La Villanella rapita

La Villanella rapita, opera buffa en deux actes, musique del signor Bianchi, 15 juin 1789.

Théâtre de Monsieur.

Titre :

Villanella rapita (la)

Genre

opera buffa

Nombre d'actes :

2

Vers / prose ?

prose, avec des couplets en vers

Musique :

oui

Date de création :

15 juin 1789

Théâtre :

Théâtre de Monsieur

Auteur(s) des paroles :

 

Compositeur(s) :

M. Bianchi

L’Esprit des journaux français et étrangers, 1789, tome VIII (août 1789), p. 339-340 :

La Villanella rapita, opéra-buſſa en deux actes, musique del signor Bianchi, a un très-grand succès. Le sujet de cet ouvrage est un seigneur amoureux d'une jeune villageoise bien innocente, qui attribue à son bon cœur les bienfaits dont il la comble chaque jour. Il la fait enlever au moment où elle va se marier.

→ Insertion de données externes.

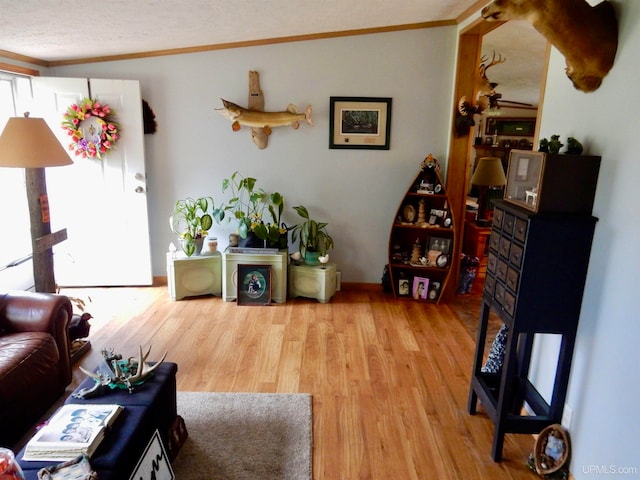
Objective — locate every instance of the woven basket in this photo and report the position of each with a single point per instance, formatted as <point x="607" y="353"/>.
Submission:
<point x="552" y="449"/>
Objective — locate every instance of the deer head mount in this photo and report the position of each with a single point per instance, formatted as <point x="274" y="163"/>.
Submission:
<point x="586" y="36"/>
<point x="486" y="96"/>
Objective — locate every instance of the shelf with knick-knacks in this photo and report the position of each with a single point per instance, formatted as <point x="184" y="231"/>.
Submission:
<point x="422" y="236"/>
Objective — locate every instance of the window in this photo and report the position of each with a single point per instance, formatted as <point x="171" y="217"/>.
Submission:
<point x="15" y="241"/>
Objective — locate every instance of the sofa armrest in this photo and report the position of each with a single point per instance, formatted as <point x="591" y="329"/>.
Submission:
<point x="22" y="311"/>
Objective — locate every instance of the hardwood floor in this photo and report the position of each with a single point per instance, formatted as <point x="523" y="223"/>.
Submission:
<point x="389" y="378"/>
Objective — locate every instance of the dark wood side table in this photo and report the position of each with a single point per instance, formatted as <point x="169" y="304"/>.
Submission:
<point x="476" y="242"/>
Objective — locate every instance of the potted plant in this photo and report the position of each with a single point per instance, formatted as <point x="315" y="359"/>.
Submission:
<point x="315" y="241"/>
<point x="248" y="205"/>
<point x="191" y="220"/>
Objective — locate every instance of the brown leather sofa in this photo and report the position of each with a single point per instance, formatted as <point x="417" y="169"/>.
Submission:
<point x="35" y="367"/>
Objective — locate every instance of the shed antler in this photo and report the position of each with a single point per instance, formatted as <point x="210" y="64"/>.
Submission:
<point x="113" y="371"/>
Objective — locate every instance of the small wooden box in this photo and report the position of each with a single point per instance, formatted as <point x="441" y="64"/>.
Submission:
<point x="309" y="281"/>
<point x="552" y="182"/>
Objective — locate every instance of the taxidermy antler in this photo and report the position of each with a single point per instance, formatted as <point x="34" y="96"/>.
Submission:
<point x="586" y="36"/>
<point x="486" y="96"/>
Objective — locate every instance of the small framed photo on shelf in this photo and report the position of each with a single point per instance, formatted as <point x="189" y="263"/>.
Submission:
<point x="360" y="122"/>
<point x="434" y="291"/>
<point x="254" y="284"/>
<point x="440" y="244"/>
<point x="420" y="287"/>
<point x="403" y="287"/>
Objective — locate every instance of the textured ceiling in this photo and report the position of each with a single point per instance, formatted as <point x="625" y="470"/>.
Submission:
<point x="53" y="31"/>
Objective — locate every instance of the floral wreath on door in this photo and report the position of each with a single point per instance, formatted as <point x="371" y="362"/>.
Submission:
<point x="92" y="127"/>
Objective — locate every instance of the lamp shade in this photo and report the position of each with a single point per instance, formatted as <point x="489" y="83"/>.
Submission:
<point x="489" y="173"/>
<point x="29" y="143"/>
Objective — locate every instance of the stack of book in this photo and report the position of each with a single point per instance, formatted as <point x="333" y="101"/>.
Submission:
<point x="72" y="431"/>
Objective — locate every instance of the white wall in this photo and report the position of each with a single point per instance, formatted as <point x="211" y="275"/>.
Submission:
<point x="357" y="192"/>
<point x="605" y="383"/>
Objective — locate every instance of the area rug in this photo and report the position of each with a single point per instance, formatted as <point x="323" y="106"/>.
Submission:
<point x="238" y="436"/>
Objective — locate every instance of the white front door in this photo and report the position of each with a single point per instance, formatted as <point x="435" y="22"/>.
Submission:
<point x="101" y="203"/>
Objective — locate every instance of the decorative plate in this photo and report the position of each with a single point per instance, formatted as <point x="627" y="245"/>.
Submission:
<point x="551" y="450"/>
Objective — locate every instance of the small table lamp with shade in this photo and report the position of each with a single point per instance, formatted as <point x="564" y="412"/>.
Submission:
<point x="488" y="173"/>
<point x="29" y="143"/>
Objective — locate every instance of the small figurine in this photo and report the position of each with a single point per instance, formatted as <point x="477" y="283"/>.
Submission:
<point x="555" y="144"/>
<point x="574" y="146"/>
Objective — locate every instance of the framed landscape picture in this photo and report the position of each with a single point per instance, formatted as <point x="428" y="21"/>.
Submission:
<point x="254" y="284"/>
<point x="360" y="122"/>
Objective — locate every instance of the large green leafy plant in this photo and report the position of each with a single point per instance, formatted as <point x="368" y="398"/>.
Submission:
<point x="248" y="206"/>
<point x="191" y="220"/>
<point x="312" y="234"/>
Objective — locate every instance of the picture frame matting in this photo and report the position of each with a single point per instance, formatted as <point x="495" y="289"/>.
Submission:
<point x="360" y="123"/>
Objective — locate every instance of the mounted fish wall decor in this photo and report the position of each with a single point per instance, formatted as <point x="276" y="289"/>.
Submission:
<point x="261" y="122"/>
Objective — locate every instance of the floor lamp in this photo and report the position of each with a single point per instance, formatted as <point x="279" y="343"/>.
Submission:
<point x="30" y="144"/>
<point x="489" y="173"/>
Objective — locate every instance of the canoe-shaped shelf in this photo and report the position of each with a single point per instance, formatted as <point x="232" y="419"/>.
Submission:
<point x="422" y="238"/>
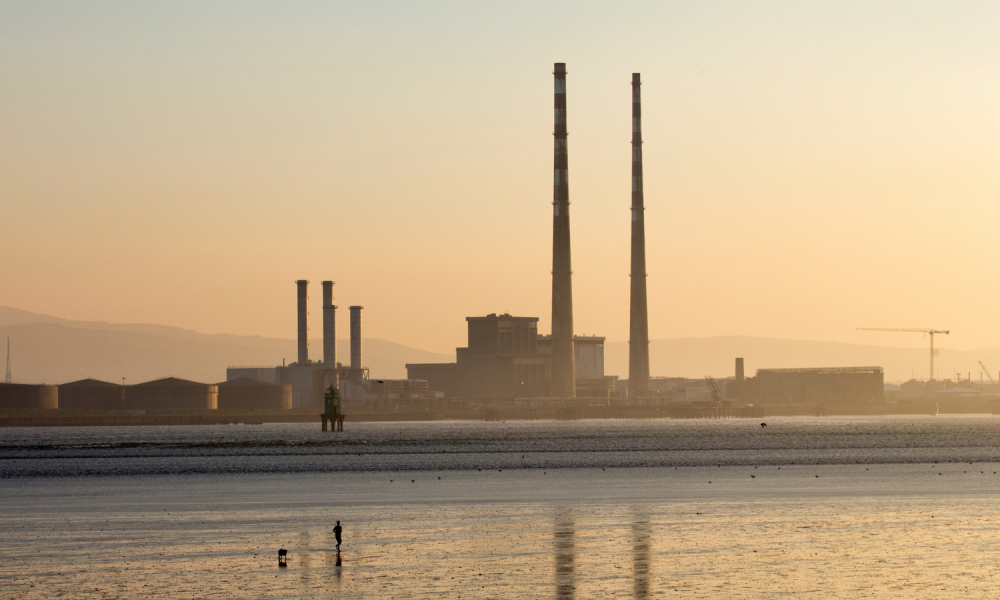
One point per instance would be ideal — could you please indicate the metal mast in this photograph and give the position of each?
(563, 359)
(638, 346)
(929, 332)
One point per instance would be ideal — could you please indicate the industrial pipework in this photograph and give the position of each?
(563, 356)
(356, 337)
(303, 287)
(638, 345)
(329, 327)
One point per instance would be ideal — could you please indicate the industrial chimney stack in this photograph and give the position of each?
(303, 287)
(563, 358)
(638, 346)
(356, 337)
(329, 327)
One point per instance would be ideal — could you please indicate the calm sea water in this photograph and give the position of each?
(808, 507)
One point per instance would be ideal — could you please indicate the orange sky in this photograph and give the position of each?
(809, 167)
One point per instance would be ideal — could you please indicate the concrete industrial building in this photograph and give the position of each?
(252, 394)
(23, 395)
(833, 386)
(92, 394)
(171, 393)
(309, 380)
(506, 358)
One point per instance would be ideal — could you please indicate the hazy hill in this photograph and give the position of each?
(52, 350)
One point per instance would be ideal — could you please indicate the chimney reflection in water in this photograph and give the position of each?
(565, 553)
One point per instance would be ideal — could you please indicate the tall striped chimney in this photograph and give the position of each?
(563, 360)
(329, 327)
(356, 337)
(638, 345)
(303, 287)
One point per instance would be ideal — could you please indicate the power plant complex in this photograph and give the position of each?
(505, 359)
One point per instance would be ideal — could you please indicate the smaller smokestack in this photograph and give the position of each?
(329, 327)
(303, 287)
(356, 337)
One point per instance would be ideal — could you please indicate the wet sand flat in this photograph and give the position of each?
(889, 530)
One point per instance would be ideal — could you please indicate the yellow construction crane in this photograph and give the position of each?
(929, 332)
(987, 371)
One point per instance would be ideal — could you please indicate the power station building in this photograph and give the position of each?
(309, 380)
(506, 358)
(92, 394)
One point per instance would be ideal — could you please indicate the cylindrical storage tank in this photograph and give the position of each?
(171, 394)
(24, 395)
(303, 324)
(356, 337)
(92, 394)
(253, 394)
(329, 327)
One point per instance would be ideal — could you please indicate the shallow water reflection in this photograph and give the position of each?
(640, 554)
(565, 554)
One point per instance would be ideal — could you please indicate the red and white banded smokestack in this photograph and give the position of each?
(638, 345)
(329, 327)
(563, 361)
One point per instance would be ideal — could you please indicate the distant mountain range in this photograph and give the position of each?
(46, 349)
(53, 350)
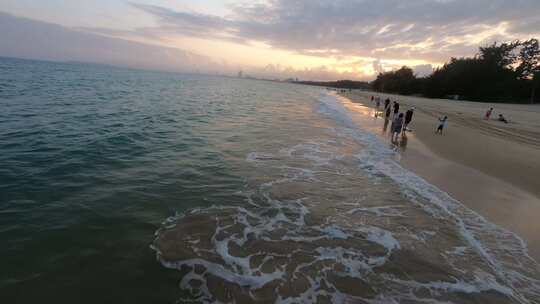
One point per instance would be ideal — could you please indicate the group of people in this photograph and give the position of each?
(400, 121)
(488, 116)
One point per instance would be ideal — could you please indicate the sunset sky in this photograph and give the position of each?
(309, 39)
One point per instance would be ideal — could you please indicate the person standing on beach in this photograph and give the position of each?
(408, 118)
(386, 103)
(442, 124)
(397, 125)
(488, 114)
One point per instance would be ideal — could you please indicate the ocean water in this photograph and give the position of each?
(124, 186)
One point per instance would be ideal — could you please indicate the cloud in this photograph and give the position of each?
(432, 30)
(30, 39)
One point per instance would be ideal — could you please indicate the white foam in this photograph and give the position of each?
(378, 159)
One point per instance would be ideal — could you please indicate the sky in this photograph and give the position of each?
(306, 39)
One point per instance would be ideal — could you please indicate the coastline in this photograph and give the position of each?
(492, 169)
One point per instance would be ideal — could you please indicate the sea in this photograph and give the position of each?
(129, 186)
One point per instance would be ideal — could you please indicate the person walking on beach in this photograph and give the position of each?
(397, 125)
(408, 118)
(501, 118)
(377, 105)
(442, 124)
(488, 114)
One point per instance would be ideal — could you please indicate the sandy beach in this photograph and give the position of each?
(489, 166)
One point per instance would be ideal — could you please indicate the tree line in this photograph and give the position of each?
(505, 72)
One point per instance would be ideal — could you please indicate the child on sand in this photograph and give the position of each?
(442, 124)
(397, 124)
(408, 118)
(488, 114)
(388, 111)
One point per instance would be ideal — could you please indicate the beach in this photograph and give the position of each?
(490, 166)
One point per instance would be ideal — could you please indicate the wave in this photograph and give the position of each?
(336, 219)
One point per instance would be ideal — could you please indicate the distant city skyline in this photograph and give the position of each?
(312, 40)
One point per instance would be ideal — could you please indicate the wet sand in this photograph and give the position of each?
(492, 167)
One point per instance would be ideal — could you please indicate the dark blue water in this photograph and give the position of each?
(125, 186)
(93, 159)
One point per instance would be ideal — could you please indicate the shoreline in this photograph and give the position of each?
(461, 161)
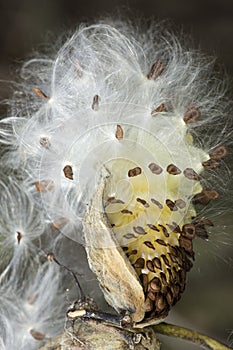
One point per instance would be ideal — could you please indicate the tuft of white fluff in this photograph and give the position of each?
(32, 309)
(63, 125)
(64, 112)
(21, 224)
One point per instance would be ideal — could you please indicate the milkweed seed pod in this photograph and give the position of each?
(148, 112)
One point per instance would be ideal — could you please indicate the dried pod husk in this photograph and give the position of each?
(96, 336)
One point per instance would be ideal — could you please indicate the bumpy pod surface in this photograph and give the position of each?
(132, 103)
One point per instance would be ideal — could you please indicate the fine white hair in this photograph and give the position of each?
(63, 115)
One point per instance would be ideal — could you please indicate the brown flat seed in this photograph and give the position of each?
(140, 230)
(157, 263)
(125, 211)
(159, 109)
(173, 257)
(19, 236)
(201, 232)
(150, 266)
(119, 132)
(144, 279)
(205, 196)
(68, 172)
(115, 201)
(148, 304)
(154, 201)
(139, 263)
(165, 231)
(165, 259)
(161, 242)
(188, 230)
(37, 335)
(191, 115)
(129, 235)
(186, 244)
(190, 174)
(134, 172)
(149, 245)
(153, 227)
(187, 264)
(171, 277)
(163, 278)
(180, 203)
(143, 202)
(171, 205)
(44, 142)
(39, 93)
(174, 228)
(156, 70)
(182, 276)
(152, 294)
(133, 252)
(44, 186)
(169, 296)
(155, 169)
(95, 103)
(211, 164)
(50, 257)
(155, 284)
(177, 227)
(173, 169)
(218, 152)
(160, 302)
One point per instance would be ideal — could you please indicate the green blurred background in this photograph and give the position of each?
(207, 304)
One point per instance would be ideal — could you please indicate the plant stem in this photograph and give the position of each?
(183, 333)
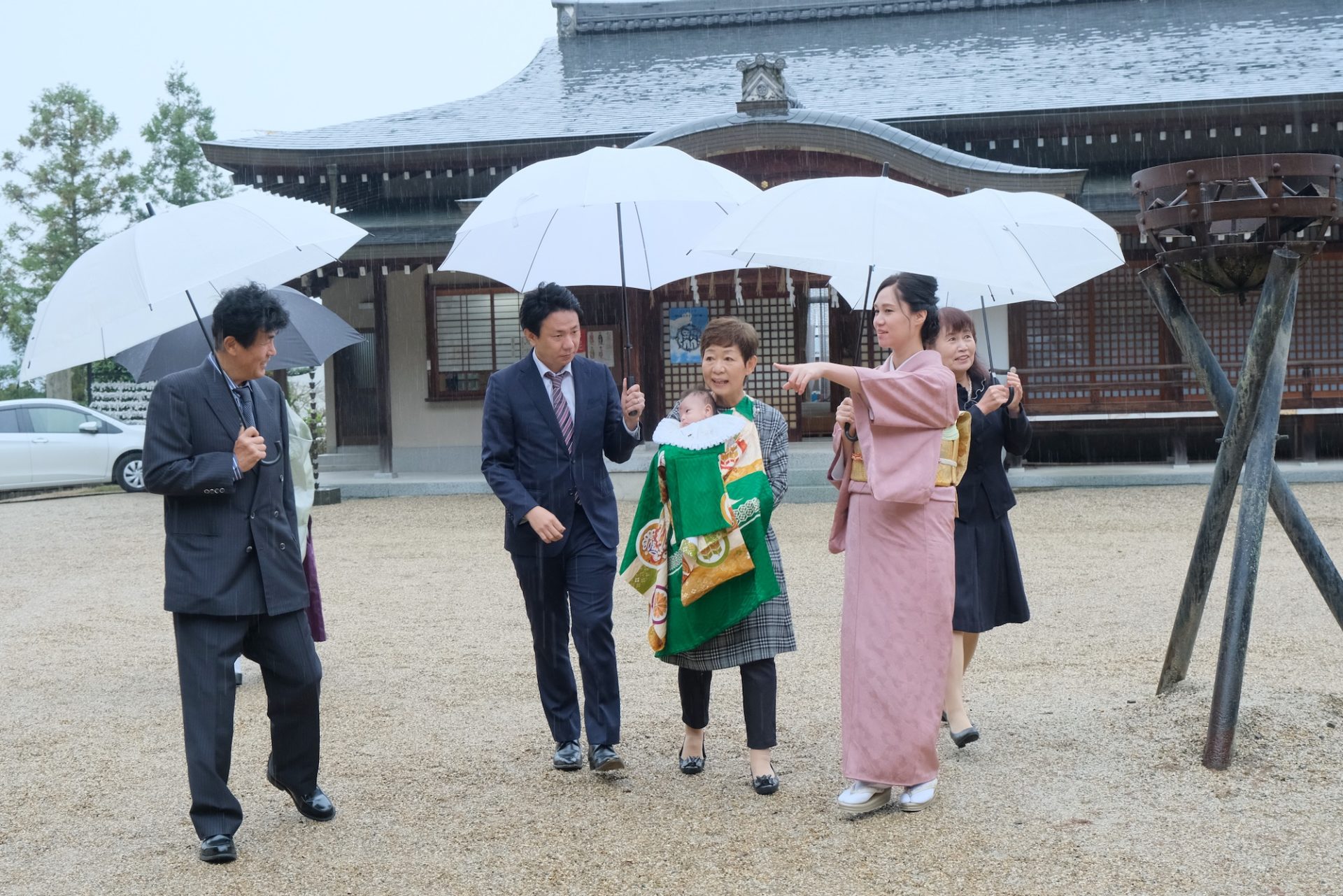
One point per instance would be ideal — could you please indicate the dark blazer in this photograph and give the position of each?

La paysanne, transportée dans la maison du comte, s'endort par le moyen d'un somnifère qu'il a fait préparer lui-même ; & il profite de ce moment pour la faire vêtir avec magnificence, espérant la séduire par la vanité ; mais l'heureux naturel de la jeune personne trompe ses projets. Quand le pere & l'amant viennent la redemander, ses réponses naïves attestent son innocence ; & le seigneur, qui se répent de ses excès, consent à l'union des deux amans. La musique a paru très-bien choisie. On y distingue au moins sept à huit morceaux du plus grand mérite.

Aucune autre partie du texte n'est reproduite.